As he got more prolific with his songwriting, George chafed being held back by the other two. If you watched the two-part HBO documentary on him, you'll know that he asked Eric Clapton to play on "While My Guitar Gently Weeps" because he was upset that the other Beatles were treating the song too cavalierly.

George Harrison didn't break up the Beatles. But he began the long process of altering the experiment, as it were, and he did that simply by suggesting that he be treated as an equal within the group. Not a lot to ask.

It's been 10 years since he died. And while Paul McCartney has been knighted, and John Lennon has been practically canonized for being the spokesman of a generation (and I don't say that critically) I believe George Harrison emerged from the Beatles with a truer sense of himself than any of the other three. His wasn't a stress-free life by any means, and he could be, at times, quite the contrarian. But it seems, from hearing and reading about his post-Beatles days, that he stayed connected with his world, and the world around him, better than the others did.

Perhaps George said it best in the best song I think he's ever written, "All Things Must Pass."

"All things must pass/None of life's strings can last/So, I must be on my way/And face another day."

I always thought that at least part of that song was about the Beatles, and how they were wonderful for as long as they lasted ... but that they were also never meant to last forever.

And as an aside, that song was rejected by the group for the "Get Back" sessions that later became the "Let It Be" soundtrack album.

Now, some fans might object to this thesis, and it is -- of course -- their right to do that. But I think George Harrison was right. The Beatles came along at precisely the right time in U.S. history -- three months after the Kennedy assassination, when the country desperately needed something to smile about.

"Daylight is good at arriving at the right time/Its not always going to be this grey."
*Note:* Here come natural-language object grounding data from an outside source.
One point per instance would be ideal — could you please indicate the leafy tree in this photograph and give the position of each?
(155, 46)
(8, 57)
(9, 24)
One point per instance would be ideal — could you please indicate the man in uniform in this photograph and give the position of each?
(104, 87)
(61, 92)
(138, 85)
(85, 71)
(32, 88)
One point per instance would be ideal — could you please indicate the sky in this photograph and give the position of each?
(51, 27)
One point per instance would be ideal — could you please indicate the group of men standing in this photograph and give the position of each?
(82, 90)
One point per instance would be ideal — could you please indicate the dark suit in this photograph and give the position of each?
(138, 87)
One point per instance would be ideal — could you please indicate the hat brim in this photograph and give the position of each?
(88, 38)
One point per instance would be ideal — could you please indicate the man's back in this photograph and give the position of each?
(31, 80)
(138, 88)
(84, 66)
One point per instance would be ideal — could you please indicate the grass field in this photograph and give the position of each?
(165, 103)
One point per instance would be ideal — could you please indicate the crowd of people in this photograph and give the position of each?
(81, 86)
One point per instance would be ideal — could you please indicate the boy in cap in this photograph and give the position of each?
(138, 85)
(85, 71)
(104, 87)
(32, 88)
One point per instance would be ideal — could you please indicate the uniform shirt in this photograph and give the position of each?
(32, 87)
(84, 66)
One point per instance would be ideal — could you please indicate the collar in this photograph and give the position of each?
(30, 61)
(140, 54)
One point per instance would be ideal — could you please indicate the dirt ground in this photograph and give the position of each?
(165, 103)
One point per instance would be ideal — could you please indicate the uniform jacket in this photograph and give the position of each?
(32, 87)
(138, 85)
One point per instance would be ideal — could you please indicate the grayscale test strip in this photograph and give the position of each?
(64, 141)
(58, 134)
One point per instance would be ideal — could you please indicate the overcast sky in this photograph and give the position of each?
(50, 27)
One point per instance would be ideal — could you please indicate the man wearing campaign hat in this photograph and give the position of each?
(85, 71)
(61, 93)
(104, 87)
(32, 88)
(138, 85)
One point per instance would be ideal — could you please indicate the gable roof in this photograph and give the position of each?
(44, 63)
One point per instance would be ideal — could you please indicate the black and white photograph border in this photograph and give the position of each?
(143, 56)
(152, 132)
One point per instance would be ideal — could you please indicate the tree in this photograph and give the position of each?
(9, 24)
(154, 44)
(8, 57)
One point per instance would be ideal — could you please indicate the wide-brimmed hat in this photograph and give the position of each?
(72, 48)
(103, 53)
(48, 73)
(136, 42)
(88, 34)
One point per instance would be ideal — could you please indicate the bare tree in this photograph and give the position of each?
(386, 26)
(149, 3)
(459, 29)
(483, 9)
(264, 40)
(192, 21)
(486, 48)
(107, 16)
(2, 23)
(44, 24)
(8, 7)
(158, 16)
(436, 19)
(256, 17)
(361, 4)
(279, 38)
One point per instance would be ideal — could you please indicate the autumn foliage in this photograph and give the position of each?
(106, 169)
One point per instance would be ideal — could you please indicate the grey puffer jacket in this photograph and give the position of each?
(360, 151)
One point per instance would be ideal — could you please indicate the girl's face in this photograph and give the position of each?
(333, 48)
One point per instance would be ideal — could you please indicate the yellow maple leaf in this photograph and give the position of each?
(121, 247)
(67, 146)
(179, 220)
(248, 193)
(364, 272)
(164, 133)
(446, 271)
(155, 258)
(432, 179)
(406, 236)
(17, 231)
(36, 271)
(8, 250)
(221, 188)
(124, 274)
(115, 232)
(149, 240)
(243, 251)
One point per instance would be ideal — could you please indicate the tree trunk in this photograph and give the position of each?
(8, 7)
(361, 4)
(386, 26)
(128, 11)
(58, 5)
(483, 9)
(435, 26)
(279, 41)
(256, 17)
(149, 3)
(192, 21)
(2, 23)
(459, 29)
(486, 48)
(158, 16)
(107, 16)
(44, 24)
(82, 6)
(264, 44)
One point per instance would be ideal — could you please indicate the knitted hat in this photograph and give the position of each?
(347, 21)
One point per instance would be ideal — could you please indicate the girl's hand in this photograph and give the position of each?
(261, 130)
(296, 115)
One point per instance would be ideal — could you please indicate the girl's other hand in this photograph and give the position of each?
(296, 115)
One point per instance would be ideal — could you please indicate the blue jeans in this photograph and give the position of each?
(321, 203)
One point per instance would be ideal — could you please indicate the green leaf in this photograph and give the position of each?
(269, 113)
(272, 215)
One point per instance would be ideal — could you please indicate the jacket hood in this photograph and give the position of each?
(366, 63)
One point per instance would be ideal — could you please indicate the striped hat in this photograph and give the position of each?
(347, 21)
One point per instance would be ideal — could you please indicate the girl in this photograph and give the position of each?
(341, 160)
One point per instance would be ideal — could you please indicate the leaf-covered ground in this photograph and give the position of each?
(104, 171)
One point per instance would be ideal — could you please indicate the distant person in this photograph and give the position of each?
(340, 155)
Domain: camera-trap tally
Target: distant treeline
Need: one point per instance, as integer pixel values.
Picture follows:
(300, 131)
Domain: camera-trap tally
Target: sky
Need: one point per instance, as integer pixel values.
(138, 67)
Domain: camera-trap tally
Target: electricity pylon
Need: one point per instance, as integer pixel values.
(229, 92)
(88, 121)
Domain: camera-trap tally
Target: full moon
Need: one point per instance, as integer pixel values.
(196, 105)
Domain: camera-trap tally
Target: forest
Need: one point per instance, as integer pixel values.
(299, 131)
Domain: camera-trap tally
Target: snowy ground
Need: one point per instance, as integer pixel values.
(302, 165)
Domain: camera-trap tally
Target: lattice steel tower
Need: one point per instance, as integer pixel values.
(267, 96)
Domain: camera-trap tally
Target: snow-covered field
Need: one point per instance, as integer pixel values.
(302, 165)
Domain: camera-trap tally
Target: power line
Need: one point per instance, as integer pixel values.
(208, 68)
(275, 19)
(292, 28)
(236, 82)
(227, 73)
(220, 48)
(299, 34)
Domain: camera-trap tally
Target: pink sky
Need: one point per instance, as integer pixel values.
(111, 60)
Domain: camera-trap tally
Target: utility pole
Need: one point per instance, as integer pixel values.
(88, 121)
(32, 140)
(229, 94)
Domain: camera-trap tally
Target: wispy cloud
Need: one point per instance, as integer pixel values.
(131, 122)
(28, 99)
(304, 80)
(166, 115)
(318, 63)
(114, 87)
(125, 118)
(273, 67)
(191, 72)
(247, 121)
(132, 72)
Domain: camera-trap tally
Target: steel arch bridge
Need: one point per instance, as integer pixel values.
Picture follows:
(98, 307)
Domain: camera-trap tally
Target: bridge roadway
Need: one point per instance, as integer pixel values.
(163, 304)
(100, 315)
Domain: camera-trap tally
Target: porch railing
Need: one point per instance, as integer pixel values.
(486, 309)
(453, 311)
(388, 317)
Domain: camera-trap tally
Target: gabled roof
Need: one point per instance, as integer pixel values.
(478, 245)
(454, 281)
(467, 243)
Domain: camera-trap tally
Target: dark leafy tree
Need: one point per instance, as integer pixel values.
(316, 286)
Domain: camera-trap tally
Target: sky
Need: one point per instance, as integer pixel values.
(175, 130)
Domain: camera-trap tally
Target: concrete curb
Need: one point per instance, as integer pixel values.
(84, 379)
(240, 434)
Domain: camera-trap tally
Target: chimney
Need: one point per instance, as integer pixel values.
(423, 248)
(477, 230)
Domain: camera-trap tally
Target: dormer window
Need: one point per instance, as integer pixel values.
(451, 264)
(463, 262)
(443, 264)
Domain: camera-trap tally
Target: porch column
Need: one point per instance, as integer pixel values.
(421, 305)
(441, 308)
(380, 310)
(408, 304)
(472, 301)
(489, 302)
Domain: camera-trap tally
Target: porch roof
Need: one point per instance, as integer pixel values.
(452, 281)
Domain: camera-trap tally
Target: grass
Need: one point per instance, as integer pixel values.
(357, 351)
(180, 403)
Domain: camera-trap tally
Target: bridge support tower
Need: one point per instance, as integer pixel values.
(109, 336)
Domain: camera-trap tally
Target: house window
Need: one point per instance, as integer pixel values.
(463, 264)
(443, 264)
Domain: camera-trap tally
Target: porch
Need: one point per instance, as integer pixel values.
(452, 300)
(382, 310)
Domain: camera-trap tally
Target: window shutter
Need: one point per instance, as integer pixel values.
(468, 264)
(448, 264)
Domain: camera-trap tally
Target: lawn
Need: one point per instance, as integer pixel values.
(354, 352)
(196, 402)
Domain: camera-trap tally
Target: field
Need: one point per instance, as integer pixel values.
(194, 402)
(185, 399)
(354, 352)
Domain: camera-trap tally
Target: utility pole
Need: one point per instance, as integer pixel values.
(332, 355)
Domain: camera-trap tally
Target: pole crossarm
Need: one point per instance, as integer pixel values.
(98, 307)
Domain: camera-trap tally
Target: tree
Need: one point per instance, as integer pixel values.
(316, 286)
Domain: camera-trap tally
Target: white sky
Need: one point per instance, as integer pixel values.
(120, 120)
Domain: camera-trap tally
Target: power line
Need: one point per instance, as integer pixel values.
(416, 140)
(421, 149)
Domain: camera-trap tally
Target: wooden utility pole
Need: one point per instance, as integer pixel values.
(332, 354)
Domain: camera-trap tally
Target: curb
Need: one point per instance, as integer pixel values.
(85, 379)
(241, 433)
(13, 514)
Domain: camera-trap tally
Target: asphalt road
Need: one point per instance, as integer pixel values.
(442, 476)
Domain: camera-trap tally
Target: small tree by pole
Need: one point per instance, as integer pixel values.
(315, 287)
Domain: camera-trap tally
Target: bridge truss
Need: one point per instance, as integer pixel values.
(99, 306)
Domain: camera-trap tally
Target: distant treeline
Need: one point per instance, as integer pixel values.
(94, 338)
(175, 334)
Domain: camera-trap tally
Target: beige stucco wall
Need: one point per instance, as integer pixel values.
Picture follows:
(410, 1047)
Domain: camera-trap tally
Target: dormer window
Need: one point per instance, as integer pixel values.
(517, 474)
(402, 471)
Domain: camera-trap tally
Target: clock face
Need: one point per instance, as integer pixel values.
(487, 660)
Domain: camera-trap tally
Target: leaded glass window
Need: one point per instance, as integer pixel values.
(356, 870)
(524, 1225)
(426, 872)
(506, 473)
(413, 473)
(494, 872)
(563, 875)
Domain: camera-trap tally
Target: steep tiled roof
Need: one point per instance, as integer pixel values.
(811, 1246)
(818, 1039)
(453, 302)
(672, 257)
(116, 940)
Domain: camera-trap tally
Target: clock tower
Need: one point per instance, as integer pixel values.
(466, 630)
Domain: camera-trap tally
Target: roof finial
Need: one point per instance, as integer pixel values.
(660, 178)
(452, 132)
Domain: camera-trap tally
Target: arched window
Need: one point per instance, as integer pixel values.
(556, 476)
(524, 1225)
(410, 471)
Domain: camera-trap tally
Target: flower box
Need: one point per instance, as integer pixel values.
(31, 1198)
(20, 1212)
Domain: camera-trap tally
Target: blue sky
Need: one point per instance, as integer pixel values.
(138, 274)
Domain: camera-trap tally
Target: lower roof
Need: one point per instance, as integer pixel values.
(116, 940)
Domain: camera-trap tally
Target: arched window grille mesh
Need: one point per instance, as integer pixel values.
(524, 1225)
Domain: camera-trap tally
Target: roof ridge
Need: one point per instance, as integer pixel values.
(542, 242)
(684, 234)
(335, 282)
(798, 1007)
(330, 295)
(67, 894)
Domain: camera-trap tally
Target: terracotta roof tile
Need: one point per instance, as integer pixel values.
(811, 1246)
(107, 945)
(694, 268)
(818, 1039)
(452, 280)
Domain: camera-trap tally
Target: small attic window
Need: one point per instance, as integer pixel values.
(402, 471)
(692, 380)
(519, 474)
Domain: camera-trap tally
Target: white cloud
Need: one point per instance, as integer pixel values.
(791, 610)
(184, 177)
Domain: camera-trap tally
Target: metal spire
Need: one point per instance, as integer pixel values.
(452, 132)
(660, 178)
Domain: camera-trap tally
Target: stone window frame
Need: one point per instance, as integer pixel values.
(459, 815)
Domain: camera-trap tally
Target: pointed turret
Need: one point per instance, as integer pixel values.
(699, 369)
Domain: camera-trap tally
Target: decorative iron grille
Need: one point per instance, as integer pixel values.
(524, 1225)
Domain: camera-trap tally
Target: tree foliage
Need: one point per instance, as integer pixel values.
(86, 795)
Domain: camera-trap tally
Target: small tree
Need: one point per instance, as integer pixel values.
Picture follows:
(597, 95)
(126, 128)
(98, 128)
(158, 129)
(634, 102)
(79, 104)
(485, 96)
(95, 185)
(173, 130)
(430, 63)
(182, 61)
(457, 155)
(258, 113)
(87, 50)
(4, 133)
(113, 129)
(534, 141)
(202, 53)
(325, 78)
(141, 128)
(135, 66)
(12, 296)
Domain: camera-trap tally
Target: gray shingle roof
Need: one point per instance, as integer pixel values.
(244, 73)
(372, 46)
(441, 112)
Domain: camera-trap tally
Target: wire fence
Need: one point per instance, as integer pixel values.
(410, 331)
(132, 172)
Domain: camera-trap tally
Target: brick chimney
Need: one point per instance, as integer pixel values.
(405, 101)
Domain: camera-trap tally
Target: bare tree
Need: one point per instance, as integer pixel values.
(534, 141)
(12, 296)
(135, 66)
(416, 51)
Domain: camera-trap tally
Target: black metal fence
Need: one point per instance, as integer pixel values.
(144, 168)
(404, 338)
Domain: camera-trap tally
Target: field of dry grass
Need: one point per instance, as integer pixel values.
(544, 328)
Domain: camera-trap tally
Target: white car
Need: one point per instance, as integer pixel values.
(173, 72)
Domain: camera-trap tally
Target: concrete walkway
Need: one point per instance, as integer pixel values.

But they weren't the Rolling Stones nor were they U2. They were a supernova, with a unique and very, very fragile dynamic that was bound to change once the four members grew out of post-adolescence and started becoming men. It's just that the first one of the four to really do that was George Harrison, and, in so doing, made it possible for the rest of them -- particularly John Lennon -- to follow suit.

And that's why I think he was the soul of the group. He may have started the journey as the tag-along. But in many ways, he ended up being the leader in their emergence as mature men.

As I said, he was always the most intriguing of the four.

"It is important to understand that we are all playing in one place ... where each role is very important. And if you change a single role, the entire performance will need to be changed."

George was the first one to change his role. For a long time afterward, the Beatles continually tried to change the performance until, finally, the performance was permanently canceled.

As a fan, I miss what he could have contributed to this world had cancer not claimed him 10 years ago.

So, wherever you are, George, happy birthday.